There’s no doubt about it – senior executives often get the sharp end of the pineapple when it comes to procedural fairness. It is common for senior executives to get their marching orders at 4pm on a Friday afternoon with no warning. Alternatively, you might receive a letter with general allegations for answering within 24 hours, along with suspension and sometimes accompanied by an invitation to resign.  Procedural fairness means being given a fair and reasonable opportunity to be heard before a decision is made. The basics of procedural fairness involve:

1. allegations or issues being put to an employee in sufficient detail;
2. the employee being allowed to respond appropriately; and
3. any response being taken into account before a decision is made about termination.

It is not a guarantee against termination but good process usually results in good outcomes. The problem is that procedural fairness is largely a function of an employee’s ability to bring a statutory unfair dismissal claim. Only employees earning a base salary (excluding superannuation and contingent payments) under the high income threshold (currently $162,000 gross per annum – the amount goes up each year on 1 July) can bring an unfair dismissal claim unless they are covered by a modern industrial award or enterprise agreement.

We have previously written that procedural fairness is important for a variety of reasons, including that it makes for better decisions. A lack of procedural fairness can be pointed out to an employer before termination and many international companies have a strong internal ethic of procedural fairness (although it may not often make a difference to the ultimate outcome) which can assist in an employee seeking to negotiate a favourable settlement.

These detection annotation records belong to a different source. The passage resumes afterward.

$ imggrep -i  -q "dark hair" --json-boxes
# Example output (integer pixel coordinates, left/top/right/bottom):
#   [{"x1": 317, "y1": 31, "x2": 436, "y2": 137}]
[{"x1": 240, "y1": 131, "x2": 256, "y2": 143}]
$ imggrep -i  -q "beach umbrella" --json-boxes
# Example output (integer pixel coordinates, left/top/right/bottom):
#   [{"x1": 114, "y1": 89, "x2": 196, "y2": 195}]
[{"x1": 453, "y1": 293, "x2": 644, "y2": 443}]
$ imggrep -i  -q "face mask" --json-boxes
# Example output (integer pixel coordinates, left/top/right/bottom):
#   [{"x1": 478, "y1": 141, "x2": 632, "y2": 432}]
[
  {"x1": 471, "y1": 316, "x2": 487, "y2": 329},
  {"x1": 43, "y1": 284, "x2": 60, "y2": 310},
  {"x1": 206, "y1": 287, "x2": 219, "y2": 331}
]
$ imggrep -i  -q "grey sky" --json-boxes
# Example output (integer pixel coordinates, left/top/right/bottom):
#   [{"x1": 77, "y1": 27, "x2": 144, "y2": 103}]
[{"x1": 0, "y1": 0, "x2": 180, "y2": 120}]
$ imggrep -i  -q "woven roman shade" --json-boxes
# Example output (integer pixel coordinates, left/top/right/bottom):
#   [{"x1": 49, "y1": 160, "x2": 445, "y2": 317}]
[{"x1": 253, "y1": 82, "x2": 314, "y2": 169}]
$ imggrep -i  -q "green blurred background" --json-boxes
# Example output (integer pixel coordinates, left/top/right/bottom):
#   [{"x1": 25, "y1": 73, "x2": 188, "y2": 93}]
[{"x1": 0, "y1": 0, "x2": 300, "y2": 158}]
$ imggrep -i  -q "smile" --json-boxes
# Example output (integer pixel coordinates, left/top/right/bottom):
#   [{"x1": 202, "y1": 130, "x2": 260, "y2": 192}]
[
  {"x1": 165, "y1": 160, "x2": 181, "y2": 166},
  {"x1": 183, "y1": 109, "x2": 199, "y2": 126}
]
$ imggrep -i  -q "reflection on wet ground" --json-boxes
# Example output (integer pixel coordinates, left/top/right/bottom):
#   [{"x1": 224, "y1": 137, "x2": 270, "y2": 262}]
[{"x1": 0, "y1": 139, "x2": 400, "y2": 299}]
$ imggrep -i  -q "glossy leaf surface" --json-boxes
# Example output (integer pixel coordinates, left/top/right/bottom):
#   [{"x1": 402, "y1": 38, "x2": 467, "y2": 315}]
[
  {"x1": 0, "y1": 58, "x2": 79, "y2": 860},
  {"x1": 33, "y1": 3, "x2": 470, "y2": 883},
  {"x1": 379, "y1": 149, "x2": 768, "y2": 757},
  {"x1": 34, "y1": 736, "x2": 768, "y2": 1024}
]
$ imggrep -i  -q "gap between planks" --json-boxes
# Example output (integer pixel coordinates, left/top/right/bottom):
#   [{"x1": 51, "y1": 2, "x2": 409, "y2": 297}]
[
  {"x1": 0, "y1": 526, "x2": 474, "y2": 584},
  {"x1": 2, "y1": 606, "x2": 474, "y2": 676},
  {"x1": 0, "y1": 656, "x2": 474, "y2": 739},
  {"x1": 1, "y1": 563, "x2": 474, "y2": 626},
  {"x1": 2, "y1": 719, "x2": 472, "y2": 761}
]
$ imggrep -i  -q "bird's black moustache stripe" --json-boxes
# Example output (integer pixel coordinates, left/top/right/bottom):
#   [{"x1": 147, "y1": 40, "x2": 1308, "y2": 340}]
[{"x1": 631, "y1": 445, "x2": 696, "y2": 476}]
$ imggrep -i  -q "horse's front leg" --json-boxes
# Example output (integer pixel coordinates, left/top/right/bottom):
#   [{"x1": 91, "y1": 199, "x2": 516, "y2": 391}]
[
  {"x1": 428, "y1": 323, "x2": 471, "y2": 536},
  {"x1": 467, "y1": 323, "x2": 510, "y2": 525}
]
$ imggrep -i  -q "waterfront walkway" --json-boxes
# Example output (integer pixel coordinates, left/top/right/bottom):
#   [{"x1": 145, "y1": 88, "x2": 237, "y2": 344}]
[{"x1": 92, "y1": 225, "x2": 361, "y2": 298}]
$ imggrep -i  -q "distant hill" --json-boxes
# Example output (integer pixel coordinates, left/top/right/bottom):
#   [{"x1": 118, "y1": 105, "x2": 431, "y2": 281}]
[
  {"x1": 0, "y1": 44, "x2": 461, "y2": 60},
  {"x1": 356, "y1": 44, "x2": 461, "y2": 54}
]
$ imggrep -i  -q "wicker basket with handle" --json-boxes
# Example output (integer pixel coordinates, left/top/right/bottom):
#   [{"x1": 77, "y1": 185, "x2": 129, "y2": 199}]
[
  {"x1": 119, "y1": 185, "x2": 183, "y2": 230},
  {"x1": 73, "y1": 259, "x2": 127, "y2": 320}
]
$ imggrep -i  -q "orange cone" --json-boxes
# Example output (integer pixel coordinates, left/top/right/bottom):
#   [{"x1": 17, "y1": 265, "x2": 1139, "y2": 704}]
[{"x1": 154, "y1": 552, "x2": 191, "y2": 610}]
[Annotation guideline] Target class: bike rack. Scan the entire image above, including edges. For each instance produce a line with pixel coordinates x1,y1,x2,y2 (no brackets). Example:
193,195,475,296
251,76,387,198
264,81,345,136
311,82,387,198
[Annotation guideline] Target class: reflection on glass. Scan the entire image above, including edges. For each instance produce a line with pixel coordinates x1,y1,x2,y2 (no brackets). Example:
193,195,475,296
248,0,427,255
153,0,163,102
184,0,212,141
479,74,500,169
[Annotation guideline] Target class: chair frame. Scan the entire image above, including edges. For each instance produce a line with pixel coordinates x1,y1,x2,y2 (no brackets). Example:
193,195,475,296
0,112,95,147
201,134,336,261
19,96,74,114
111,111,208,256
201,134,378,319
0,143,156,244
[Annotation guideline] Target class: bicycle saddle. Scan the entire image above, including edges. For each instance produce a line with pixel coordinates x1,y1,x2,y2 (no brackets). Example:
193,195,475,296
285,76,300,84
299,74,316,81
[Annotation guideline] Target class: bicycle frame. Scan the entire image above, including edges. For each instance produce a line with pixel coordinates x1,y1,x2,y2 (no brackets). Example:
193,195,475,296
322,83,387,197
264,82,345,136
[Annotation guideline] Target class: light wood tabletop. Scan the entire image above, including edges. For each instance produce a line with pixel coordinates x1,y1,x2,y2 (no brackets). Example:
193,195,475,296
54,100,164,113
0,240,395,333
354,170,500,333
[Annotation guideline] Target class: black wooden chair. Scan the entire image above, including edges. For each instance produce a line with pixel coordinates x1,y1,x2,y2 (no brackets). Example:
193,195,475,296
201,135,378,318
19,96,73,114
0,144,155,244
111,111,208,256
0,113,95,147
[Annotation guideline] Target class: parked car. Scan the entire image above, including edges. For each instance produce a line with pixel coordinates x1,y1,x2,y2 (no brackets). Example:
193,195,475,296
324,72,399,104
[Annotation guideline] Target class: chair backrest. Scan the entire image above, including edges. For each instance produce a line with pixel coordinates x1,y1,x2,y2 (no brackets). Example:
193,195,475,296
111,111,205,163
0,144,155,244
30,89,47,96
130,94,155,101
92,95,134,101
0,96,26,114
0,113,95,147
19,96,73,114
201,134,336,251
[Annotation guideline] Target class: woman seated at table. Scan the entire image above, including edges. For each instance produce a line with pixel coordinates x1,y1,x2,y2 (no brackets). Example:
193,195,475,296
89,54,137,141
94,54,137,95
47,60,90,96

But for anyone earning over the high income threshold rate, the perception in many companies is that it is not necessary to go through a proper performance management process to address performance shortcomings or that they don’t really need a good reason to terminate, eg “you haven’t fitted into the culture of the company” or that old classic “we just don’t think its working out”.  A lot of the time, these employers are right. An employer might have a nice looking policy about performance management and graduated disciplinary action but almost all employment agreements these days specify that policies do not form part of the contract, so common law damages are not an option.

The usual alternative to an unfair dismissal claim in the event of termination of employment is a claim of breach of general protections rights. This often involves a claim that employment was terminated because an employee made a complaint or enquiry in relation to employment or exercised a right to take statutory leave (annual leave, personal leave etc) or because of a discriminatory factor (age, race, sex, parental responsibilities, workplace flexibility request etc). In this type of claim, there is a reverse onus on the employer to disprove the unlawful ground of termination and there is no statutory cap on compensation. For an employer, being able to demonstrate that there has been a level of procedural fairness can help in establishing that the unlawful ground was not a reason for termination.

The reality for employees however is that many employers do not treat the first stage of a conference in the Fair Work Commission seriously and employees are confronted with a long, complex and expensive process in the federal courts with an uncertain outcome so this is often not an attractive option either. The reality is also that more and more employees are earning above the high income threshold and this issue is affecting more employees than ever before.

How can these problems be avoided or minimised?

Awareness of the problem is a good start. One possibility is to negotiate a fair notice period under the employment agreement, perhaps of several months and up to 6 months or more depending on the seniority of the position. It is common, even for high earners, to see the minimum statutory notice scale incorporated into the employment agreement providing only a couple of weeks pay for notice. A longer period may assist in deterring an employer from terminating without good cause and give an employee some breathing space. Of course, it does work both ways so that an employee can only resign by giving the same notice. An employer may also be more tempted to terminate for serious misconduct without giving notice, which may lead to a common law claim for notice.

An employee could also ask a prospective employer about their commitment to procedural fairness and try to include a qualification in the employment agreement about an employer being required to provide procedural fairness in disciplinary action as a contractual agreement. It is doubtful whether an employer would agree however. Otherwise, it is a matter of being familiar with the culture of the company and the personalities who make these types of decisions. It is also wise to remember that the human resources department is not there to help you.